THE PETITION OF WILLIAM QUINCEY, OF No. 25, PEEL STREET, VICTORIA, IN THE COLONY OF HONGKONG, LATELY INSPECTOR IN THE POLICE FORCE OF THAT COLONY.
RESPECTFULLY SHEWETH :-
1.-Your Petitioner is a Chinese British subject who was rescued as a boy by the late General Gordon (Chinese Gordon) at the taking of Quin San from the Taiping rebels by the Imperialists, in May, 1863, by him sent to England, thore brought up and educated by Major F. Y. Cassidy, late 31st Regt. of foot, and brought out to Hongkong in 1870 by Captain Superintendent Deane, c.M.G.
2.--In October, 1870, your Petitioner joined the Police Force of Hongkong, and has served therein for the last 27 years. In 1874 he was promoted to Sergeant, and to Inspector in 1884, in the Detective Department.

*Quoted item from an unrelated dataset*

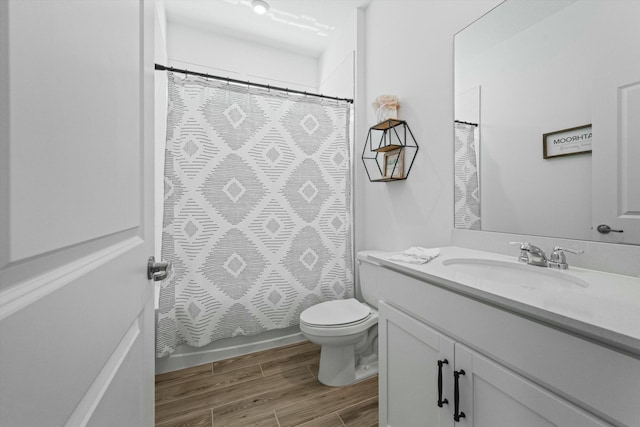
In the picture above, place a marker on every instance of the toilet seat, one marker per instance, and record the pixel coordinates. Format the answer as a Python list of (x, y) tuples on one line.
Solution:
[(338, 313)]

Your Peti- tioner has been several times commended for his services, and holds some scores of testimonials of various sorts, some few of which are set out in Schedule No. 1 hereto, and at the time of his dismissal, hereinafter mentioned, he held a first class good conduct medal, and the silver Plague medal for duty during the epidemic of 1894.
3.--Your Petitioner's pay, apart from all allowances earned for proficiency in the Mandarin dialect, etc., has been for several years $1,868 a year; so that he has held an office of the 3rd or highest class under rule 66 (and footnote thereto) of the Colonial Office Rules and Regulations (1897).
4. -On the 21st June, 1897, there was found, in the course of a raid on house No. 3, East Street, in the city of Victoria, used as a depôt and residence by certain gamblers, who carried on gambling on the 2nd floor of No. 2, Wah Lane, a document in Chinese, purporting, as your Petitioner understands, to contain a list of names, or numbers and descriptions, of many British, Indian, and Chinese Police, District Watchmen, Clerks in Government employ, and other persons, with numbers written opposite, denoting, according to the statements of a gambler named Sham In, the daily amounts paid to the various persons by the said gamblers as hush money.